In 2015, Rad "appeared to make a veiled threat" to Vanity Fair reporter Nancy Jo Sales after an article she published on "hook up culture". Sales published an open letter in response to Rad. That same year, Match Group filed an 8K registration statement that Rad did not speak on behalf of the company after he disclosed inaccurate figures during an interview prior to an IPO.

=== Rad v. IAC ===
In 2018, Rad filed a 55-page complaint against Barry Diller's media conglomerate, IAC, alleging that IAC had "scammed Rad personally out of more than $1 billion". At the time of the filing, IAC owned Tinder; the complaint featured 2,500 documents of evidence. Rad and other former executives and employees of Tinder then sued Match Group and IAC for $2 billion, arguing the company manipulated the valuation of Tinder and denied them billions of dollars. IAC and Match Group filed a motion to dismiss the case, but the appeals court upheld the trial court's decision to deny this request and a trial date was scheduled.
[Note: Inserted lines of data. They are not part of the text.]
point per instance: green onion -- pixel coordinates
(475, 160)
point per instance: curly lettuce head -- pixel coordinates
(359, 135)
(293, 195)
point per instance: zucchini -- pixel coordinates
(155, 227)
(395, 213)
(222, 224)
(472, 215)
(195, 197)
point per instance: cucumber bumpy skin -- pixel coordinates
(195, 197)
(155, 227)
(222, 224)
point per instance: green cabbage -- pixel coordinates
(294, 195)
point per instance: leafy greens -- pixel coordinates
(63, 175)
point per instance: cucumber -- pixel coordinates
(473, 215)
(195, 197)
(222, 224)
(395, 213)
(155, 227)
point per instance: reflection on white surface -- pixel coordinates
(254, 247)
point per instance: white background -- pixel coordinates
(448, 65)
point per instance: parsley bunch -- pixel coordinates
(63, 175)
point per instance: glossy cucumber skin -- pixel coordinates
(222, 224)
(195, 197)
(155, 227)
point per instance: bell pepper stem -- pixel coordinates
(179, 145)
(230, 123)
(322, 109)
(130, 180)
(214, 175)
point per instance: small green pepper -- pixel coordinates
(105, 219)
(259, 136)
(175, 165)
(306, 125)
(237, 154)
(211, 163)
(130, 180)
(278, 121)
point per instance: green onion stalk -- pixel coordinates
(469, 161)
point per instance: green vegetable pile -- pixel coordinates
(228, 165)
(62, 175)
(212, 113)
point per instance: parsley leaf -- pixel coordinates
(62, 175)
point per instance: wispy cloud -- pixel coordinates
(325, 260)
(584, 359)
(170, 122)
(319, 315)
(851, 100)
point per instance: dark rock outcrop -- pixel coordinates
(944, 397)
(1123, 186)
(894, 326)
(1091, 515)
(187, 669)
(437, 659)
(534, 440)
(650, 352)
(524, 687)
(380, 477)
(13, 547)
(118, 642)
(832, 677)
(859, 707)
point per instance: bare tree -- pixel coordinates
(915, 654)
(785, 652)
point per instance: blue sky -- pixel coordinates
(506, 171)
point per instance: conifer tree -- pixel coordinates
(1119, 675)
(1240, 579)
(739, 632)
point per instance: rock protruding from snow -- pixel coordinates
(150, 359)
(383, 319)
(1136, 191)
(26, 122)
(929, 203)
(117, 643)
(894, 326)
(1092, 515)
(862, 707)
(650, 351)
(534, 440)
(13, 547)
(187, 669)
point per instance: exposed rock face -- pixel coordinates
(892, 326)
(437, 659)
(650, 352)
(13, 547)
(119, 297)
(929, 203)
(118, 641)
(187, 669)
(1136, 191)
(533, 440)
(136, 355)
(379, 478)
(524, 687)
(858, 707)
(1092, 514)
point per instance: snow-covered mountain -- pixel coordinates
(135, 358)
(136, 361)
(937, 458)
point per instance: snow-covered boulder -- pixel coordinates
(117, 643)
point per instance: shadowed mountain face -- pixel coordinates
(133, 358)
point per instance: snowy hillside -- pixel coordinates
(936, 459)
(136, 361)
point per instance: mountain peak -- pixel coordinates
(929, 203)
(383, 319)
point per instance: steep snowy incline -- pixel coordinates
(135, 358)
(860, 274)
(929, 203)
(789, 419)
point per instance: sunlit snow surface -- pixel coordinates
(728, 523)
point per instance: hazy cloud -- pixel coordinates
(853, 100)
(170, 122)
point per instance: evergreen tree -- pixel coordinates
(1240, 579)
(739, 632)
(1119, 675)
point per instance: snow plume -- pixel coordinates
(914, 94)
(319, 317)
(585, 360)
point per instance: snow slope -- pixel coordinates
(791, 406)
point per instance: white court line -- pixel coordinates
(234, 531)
In 2019, in a counter $250 million lawsuit by Match Group and IAC, Match said that Rad recorded "sensitive business conversations" between his superiors and colleagues without consent and copied proprietary company files to his personal devices while working at Tinder. Rad argued that his contract gave him the right to take those actions and he asked the New York Supreme Court to dismiss the lawsuit against him.

In December 2021, following nearly 3 weeks in a Manhattan courtroom, Match Group announced it would pay a settlement of $441 million to Rad and other Tinder founders and executives. The settlement was announced one day before Match and parent company IAC along with Tinder founders were set to give closing statements and send the case to jury deliberation. A media statement from both parties read: "The parties are pleased to announce that they have settled the valuation lawsuit presently on trial in New York Supreme Court and the related valuation arbitration." Match commented that it intends to pay the settlement using cash on hand in a filing with the Securities and Exchange Commission.

== Personal life ==
In 2018, Rad married his longtime partner, Lizzie Grover Rad, in a ceremony at their Montecito home. The couple currently resides in Los Angeles, California with their Golden Retriever, Minnie. Rad and Grover-Rad are avid art collectors, and were included in Cultured Young Collectors 2020, in which their art collection was recognized as "a place for disruptors".

Rad serves on the board of the Milken Community High School. In December 2021, Rad and his wife were featured in Architectural Digest, in which they provided a tour of their professionally decorated Los Angeles home.

He was played by Ben Schnetzer in the 2025 movie Swiped.